00:12:38.960 | While Lava was kind of helpful saying the character in the image is Gandalf. What about some of those
00:12:46.220 | table questions like I was giving GPT-4 earlier? Well, Bard kind of flopped saying that the answer
00:12:52.320 | was the US but at least got the percentage correct at 51%. Lava did less well saying that the answer
00:12:59.740 | was Brazil. Now maybe this demo doesn't reflect the full capabilities of Lava because I read the
00:13:06.040 | paper that came with the announcement of Lava 1.5. Apparently it got 80% in visual question
00:13:11.760 | answering version 2. That's less than one of Google's models which I've talked about before,
00:13:15.640 | Parley 17 billion, but apparently better than GPT-4. So you guys can let me know if I'm missing
00:13:21.360 | anything about this. I'll be happy to answer any questions you have.
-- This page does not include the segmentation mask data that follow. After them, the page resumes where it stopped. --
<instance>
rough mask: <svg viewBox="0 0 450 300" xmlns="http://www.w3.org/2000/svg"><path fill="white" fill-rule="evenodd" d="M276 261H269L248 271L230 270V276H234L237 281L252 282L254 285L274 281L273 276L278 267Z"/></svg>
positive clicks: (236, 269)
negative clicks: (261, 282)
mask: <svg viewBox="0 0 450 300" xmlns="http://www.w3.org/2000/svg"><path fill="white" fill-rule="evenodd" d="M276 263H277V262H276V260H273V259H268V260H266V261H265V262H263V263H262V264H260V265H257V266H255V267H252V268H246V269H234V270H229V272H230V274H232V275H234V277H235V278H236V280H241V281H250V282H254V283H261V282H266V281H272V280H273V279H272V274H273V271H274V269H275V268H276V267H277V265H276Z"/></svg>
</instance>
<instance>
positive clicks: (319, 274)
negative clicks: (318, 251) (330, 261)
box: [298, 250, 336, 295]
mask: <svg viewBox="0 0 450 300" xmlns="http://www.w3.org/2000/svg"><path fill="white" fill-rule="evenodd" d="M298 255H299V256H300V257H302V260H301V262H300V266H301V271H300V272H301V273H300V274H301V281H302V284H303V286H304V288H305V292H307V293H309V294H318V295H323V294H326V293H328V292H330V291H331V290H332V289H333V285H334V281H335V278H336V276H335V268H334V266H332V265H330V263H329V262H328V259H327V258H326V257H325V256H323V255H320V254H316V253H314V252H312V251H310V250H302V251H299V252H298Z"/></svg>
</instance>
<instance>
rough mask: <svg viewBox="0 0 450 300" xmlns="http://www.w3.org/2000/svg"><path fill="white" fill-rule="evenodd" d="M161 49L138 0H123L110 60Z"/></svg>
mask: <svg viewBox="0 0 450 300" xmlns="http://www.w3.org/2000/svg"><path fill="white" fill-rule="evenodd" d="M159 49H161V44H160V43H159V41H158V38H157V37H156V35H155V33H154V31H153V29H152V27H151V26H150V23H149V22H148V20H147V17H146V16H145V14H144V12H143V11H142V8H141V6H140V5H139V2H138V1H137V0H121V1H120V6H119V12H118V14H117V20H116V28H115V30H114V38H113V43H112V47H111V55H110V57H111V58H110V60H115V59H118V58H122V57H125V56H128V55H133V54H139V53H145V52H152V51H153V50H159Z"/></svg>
00:13:22.300 | Just before I move on though, I can't help but say that I was really impressed by GPT-4's
00:13:28.960 | analysis of this image. I asked what is poignant and unexpected about this image and it picked up
00:13:34.940 | on the contrast between the devastating event that's unfolding and the seemingly calm demeanor
00:13:40.340 | of the observers. It picked up on almost every detail of the image and it was a fantastic answer.
00:13:46.300 | I saw that yesterday someone had the idea of putting the Mona Lisa into GPT vision asking it
00:13:52.280 | to describe the image. It then got DALI 3 to generate an image based on that description
00:13:57.760 | and put it into a recursive loop. And this was the result of that recursive loop. And with the
00:14:03.340 | explosion in synthetic data and compute, I predict the world will get equally crazy quite soon.
00:14:09.500 | Thank you as ever for watching to the end and have a wonderful day.